I realise that I never posted about the piece I made for the Forthline Project - where each maker got a 40cm square piece of calico on which to make a piece inspired by their one particular stretch of the coastline of the Firth of Forth. The line of shoreline (black cord on my piece) had to be included just as it is on the map so that each piece can be linked on either side with other works but there were no constraints on style or content. I chose a piece of coast which took in North Queensferry and the Railway Bridge.

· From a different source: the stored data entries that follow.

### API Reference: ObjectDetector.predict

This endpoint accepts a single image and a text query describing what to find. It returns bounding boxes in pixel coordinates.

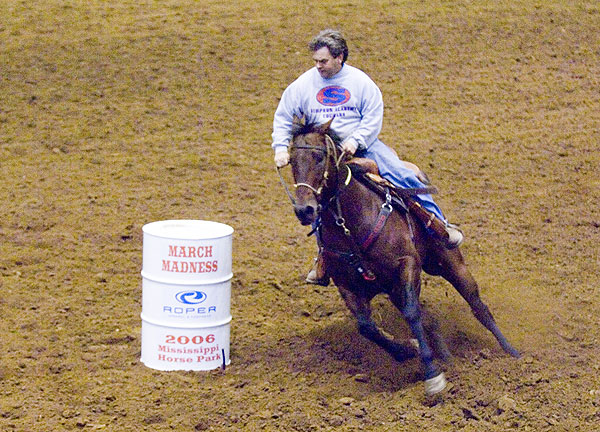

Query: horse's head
[289,117,340,225]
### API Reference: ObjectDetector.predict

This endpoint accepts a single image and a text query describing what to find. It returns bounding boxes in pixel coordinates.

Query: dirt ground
[1,0,599,431]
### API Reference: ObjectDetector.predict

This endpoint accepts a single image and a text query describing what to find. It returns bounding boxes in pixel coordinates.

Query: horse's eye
[312,150,325,162]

This small piece of land has a very rich history and is full of interesting things, including the remains of a Munitions pier from WW1, and the concrete gun emplacements from WW2, which really highlight how important it was strategically. I was really interested in the impact that humans have had on the environment and wanted to get everything in, but I settled for contrasting the abstract shapes of the man-made bridge, with the nature found at Carlingnose Point Nature Reserve.
The nature reserve has gorse scrub, and rare limestone meadow. I included both of these, together with dropwort, cranesbill and harebell, and a little Lesser Whitethroat, which are all found there.
My work is painted, appliquéd, hand- and machine-embroidered. I left a tiny margin of calico round the edge of my piece because I wanted to reflect the fact that this was the base on which everyone constructed their very different works, but in retrospect I'm not sure this was the right thing to do.